Otto Zitko


Otto Zitko’s art ingrains itself onto the mind of each and every viewer. Because in Zitko’s works, seemingly chaotic lines dart across the surface and merge, twist, knot together and tangle to form images. These images contain the same qualities that Jean-Luc Godard looks for in a good film: a beginning, a middle and an end – but not necessarily in that order.

In the preface to his book Otto Zitko – Me, Myself and I, Tom Trevor (the former head of Arnolfini in Bristol, where Otto Zitko created a wall paining spanning three floors in 2010, similar to his highly acclaimed installation at Hamburger Bahnhof for the exhibition Die Kunst ist super!, curated by Udo Kittelmann in 2009) tells the story of a little boy who had been told to practise his handwriting in an exercise book, but his hand slipped every time he put pen to paper: he got lost in lines and deviations and was obviously more interested in going beyond the limits of the paper than trying to create beautifully formed letters. “Of course it would be quite wrong simply to characterise Otto Zitko’s practice as the unfettered outpourings of a primitive, childlike urge”, explains Tom Trevor. “Long after mastering the written word at school, as a teenager Zitko learned to draw by copying photographs of works by Dürer, Rembrandt, and Tintoretto, amongst others, as well as by making studies from nature. Later still, he began expanding his drawing practice, step by step, from small works on paper to large-scale panels, only eventually graduating to the cavernous, immersive space of architectural interiors.”
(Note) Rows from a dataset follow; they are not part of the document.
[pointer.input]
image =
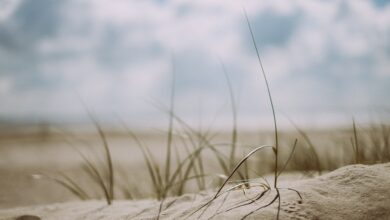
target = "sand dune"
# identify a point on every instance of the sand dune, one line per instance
(351, 192)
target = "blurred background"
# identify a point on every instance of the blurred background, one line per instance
(327, 61)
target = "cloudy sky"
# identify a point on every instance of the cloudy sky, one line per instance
(327, 61)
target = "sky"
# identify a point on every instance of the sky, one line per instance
(326, 61)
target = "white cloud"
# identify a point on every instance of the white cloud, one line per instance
(110, 51)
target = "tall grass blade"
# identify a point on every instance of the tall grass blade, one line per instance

His most recent elaborate wall painting formed an integral part of Manifesta 10, which was curated by Kasper König in St Petersburg: wild, red lines sprawled across two rooms, coming together to create a single installation. In an interview with the art magazine art, Kasper König explained that, against the backdrop of politically difficult times, he didn’t want to present “Disneyland art” or works that appealed to the “taste of the oligarchs”. When asked what his aim was, he replied: “Abstraction, for example, is a very important phenomenon to me. It originated in Russia, but no longer exists there, of all places. This is why I work with artists like Otto Zitko who reflect on this heritage.”

In his second solo exhibition at Krobath Berlin, Otto Zitko presents new large-format works: black and silver-coloured lines drawn with oil paint and lacquer on honeycomb boards. “They don’t represent the installation per se”, the art historian Jan Avgikos wrote about Zitko’s works, “Instead, they distil the polarities of experience that characterise Zitko’s installations.” A condensation of sorts. Of space onto a surface.